A riparian landscape was created in the southern part of the park adjacent to the Moskva River embankment. The basis of this landscape are trees that used to grow in the park 80 years ago: limes, maples and oak trees. There are ponds decorated with water plants and riparian vegetation typical of ponds in the Moscow Region. The ground vegetation around the ponds turns the territory into a wet meadow. The riparian forest mainly consists of several species: willows, bird cherries and arrow- wood trees. To the right of the Voskhod restaurant there is an area with a coniferous forest, which mainly consists of fir trees and pine trees. Visitors can look forward to new plants that will come up in spring.

Some of the areas in the park are currently covered with roll out turf. This is temporary: the perennials planted under them need to be protected from winter temperatures.

The park also features:

Themed lawns — illuminated areas with temporary art installations;

A northern lawn — a local territory in the northern landscape zone;

A boardwalk — an extended linear zone leading from the Ice Cave to the Zaryadye café.

The total length of paths and walkways in the park is 8 kilometres (including 1.8 kilometres of heated walkways). Moreover, 460 lampposts and 256 benches have been installed in the park.

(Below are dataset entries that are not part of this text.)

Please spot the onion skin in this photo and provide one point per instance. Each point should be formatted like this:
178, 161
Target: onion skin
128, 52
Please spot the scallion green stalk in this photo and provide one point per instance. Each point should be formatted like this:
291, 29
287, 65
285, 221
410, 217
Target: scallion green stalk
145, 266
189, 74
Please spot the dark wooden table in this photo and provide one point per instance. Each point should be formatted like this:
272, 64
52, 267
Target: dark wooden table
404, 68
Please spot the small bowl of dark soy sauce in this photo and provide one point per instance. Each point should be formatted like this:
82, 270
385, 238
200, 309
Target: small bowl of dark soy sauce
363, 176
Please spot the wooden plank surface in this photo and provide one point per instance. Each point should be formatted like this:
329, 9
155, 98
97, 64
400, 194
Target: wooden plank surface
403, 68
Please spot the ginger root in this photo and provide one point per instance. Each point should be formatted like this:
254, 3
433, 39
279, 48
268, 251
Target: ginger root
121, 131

New look of the streets around Zaryadye Park

In 2016 and 2017, the streets adjacent to the Kremlin and Zaryadye Park, as well as the Patriarchal Metochion, were renovated under the My Street programme. The total area renovated under the programme is 32.3 hectares.

This includes:

Moskvoretskaya Embankment (1 km);

Moskvoretskaya Street (0.7 km);

Kitaygorodsky Proyezd (0.5 km);

Varvarka Street (0.7 km);

Birzhevaya Square (0.1 km);

Staraya Square (0.5 km);

Rybny Pereulok (0.2 km);

Bogoyavlensky Pereulok (0.3 km).

The total length of the renovated sections is 4 kilometres.

The streets now have new pavements and the sidewalks have been paved with granite tiles. The city also upgraded the lighting system and installed information display boards for pedestrians.

The city has also reconstructed the drains and installed gutter inlets. Overhead electric lines were placed underground in the specially designed cable-conduit system.

A fountain with a flat round bowl will be the central feature of Birzhevaya Square. During the excavation, the workers discovered archaeological artefacts, including fragments of white stone and brick structures from historical buildings. The artefacts were preserved. In autumn trees will be planted on the square.